İmzalı yazılarda da, gazete haberlerinde de başlık çok önemlidir. İmzalı yazının ya da haberin okunmasında başlık etkili olur.
O nedenle, önce başlık bulursunuz.
Kamuda çalışmaya başladığım 1955 yılından sonra görev yapan, kimisi yaşayan, kimisi Allah’ın rahmetine ulaşan valileri tanıma fırsatım oldu.
Kimileri kelimeleri ve cümleleri özenle seçerek konuşuyordu. Güzel konuşan valilerden biri de Hasan Basri Güzeloğlu’ydu. Bir gün kendisine dedim ki, Sayın Valim, Sizin konuşmalarınızı haberleştirirken başlık bulmakta zorlanıyorum.
Önce, belki yanlış anladı ve dedi ki; Neden?
“Çünkü konuşmanın içinde birden çok ilginç başlıklar var!” dedim. Gülümsedi bu yanıtıma Güzeloğlu.
Cumhuriyetimizin kurulduğu 1923 tarihi bir yana, ülkemizde, 1955 yılından sonraki olayları yaşayarak, izleyerek (Karınca-kararınca) biliyorum.
1890’lardan, Cumhuriyetin kuruluşuna kadar geçen sürede, olaylar çok çalkantılı geçti. Huzur döneminin, kalkınma, gelişme dönemini, Atatürk’ün yaşattığı zamana rastlayan günler, haftalar ve yılların, çok rahat olmasa da, huzurlu geçtiğini söyleyebiliriz.
1939 yılında başlayan ve 1945 yılına kadar süren 2. Dünya Savaşı yıllarının ekonomik yönden, dünyada da, ülkemizde de sıkıntılı geçtiğini söyleyebiliriz.
1950 Yılından günümüze kadar, içişlerimizde ve dış ilişkilerimizde üzücü dalgalanmalar oldu.

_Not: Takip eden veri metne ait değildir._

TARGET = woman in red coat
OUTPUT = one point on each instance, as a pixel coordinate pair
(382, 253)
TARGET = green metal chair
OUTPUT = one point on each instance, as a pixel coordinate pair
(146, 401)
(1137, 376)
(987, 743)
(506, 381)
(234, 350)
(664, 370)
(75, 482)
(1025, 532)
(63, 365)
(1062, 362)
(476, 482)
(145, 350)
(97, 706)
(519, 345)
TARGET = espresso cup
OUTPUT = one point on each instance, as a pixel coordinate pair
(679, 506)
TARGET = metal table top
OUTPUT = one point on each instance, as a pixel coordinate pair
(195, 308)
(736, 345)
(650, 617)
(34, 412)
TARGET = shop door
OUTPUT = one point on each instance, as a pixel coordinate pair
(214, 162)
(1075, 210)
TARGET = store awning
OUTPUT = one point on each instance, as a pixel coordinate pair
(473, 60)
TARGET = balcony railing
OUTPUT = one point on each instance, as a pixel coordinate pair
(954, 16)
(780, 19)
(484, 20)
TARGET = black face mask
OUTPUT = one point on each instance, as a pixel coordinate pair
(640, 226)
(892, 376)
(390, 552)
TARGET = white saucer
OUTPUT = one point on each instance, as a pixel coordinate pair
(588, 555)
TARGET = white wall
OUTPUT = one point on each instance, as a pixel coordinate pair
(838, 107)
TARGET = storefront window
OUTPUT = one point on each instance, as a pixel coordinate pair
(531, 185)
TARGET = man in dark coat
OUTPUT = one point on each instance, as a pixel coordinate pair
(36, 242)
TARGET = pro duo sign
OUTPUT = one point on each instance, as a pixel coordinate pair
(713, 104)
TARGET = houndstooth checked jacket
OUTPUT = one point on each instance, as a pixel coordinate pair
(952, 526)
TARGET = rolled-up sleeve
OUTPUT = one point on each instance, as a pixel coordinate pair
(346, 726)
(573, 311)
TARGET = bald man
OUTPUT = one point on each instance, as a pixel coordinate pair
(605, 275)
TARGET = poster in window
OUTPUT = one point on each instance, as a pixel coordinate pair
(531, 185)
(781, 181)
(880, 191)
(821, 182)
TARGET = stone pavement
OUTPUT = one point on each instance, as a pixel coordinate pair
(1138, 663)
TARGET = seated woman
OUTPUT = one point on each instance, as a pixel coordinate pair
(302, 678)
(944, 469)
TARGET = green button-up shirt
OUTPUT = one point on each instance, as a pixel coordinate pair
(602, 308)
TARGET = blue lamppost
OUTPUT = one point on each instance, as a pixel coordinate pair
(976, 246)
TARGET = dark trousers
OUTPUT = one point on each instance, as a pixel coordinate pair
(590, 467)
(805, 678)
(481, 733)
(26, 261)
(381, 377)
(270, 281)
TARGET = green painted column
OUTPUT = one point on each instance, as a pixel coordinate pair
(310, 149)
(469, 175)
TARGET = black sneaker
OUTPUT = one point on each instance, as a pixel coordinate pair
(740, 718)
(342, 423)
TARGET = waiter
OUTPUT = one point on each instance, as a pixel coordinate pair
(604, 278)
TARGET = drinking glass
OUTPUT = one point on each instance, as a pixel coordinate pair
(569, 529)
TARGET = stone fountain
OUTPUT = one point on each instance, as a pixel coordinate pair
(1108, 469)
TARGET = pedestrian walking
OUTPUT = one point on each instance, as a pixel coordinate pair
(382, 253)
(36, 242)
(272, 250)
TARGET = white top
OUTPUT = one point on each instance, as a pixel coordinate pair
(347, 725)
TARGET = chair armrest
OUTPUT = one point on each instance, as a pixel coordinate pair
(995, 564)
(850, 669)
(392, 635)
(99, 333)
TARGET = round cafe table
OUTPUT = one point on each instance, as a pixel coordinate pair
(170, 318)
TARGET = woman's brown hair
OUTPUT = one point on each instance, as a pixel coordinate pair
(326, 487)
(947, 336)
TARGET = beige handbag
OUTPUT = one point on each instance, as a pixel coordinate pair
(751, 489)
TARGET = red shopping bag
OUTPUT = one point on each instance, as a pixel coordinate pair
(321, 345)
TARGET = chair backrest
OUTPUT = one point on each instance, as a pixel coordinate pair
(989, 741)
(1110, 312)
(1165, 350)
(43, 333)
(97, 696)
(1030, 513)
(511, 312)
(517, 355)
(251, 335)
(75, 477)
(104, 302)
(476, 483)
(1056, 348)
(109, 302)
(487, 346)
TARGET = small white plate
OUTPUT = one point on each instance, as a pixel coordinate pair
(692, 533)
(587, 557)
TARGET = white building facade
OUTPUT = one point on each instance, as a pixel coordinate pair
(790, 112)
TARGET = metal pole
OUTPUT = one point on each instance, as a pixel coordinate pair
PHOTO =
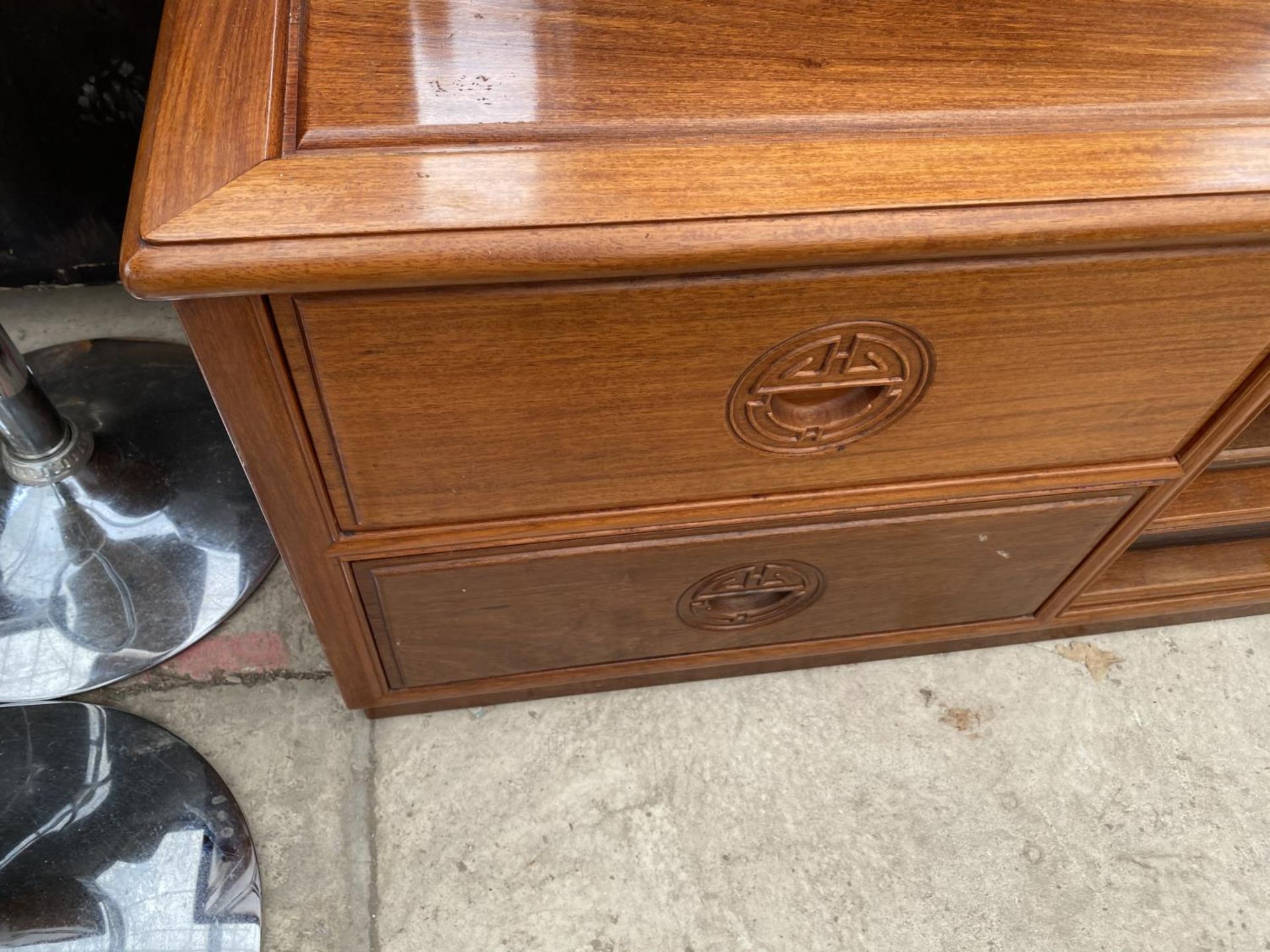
(40, 446)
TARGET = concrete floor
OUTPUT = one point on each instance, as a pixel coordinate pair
(1105, 795)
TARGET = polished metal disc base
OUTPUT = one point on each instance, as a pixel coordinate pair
(146, 547)
(117, 837)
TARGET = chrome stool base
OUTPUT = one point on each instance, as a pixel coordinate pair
(143, 549)
(117, 837)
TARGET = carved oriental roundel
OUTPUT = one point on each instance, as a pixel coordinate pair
(829, 386)
(748, 596)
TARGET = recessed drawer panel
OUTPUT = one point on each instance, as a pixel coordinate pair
(478, 616)
(460, 404)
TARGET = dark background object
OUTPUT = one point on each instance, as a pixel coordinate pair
(73, 83)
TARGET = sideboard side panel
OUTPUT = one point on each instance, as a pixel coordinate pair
(237, 347)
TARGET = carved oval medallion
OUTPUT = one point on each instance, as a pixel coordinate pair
(748, 596)
(829, 386)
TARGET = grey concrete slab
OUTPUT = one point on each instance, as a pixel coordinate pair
(1005, 799)
(37, 317)
(299, 764)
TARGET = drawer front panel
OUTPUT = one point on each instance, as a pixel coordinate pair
(461, 619)
(450, 405)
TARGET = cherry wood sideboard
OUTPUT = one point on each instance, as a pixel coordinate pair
(585, 344)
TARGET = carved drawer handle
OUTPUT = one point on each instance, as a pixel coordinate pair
(831, 386)
(748, 596)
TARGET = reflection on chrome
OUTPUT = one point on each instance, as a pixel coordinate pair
(117, 837)
(142, 553)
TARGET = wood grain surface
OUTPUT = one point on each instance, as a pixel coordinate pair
(454, 405)
(409, 71)
(789, 121)
(461, 619)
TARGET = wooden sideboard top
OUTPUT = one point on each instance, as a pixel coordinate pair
(308, 145)
(403, 73)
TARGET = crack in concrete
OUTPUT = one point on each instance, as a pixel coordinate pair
(160, 681)
(372, 825)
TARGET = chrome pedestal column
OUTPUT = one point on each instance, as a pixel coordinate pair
(127, 527)
(117, 837)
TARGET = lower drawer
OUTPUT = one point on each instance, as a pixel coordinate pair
(450, 619)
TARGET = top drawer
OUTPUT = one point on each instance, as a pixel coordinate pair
(455, 404)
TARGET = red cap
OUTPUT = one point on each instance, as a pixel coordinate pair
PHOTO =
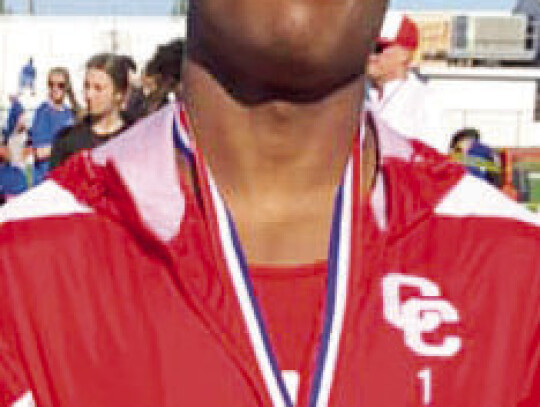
(399, 30)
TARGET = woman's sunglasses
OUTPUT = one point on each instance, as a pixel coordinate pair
(59, 85)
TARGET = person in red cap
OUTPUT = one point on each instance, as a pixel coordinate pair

Ölenleri, öldürülenleri, isabetli ya da isabetsiz tutuklanmaları yaşadık.
Tarihin yüz yılda yerine oturduğunu söylerler. İçinde bulunduğumuz günlerde, haftalarda sıkıntılar yaşıyoruz yine. Haklılıkları ve haksızlıkları söyleyebilir ya da yorumlayabiliriz ama tarihe bıraksak daha isabetli yapmış oluruz kanımca.
Neden?
Olayların üzerinden zaman geçince, kişisel duygulardan arınmış, daha gerçekçi yorumlar yapılabiliyor da ondan.
Umarız, bu günleri de, daha az zararla atlatırız.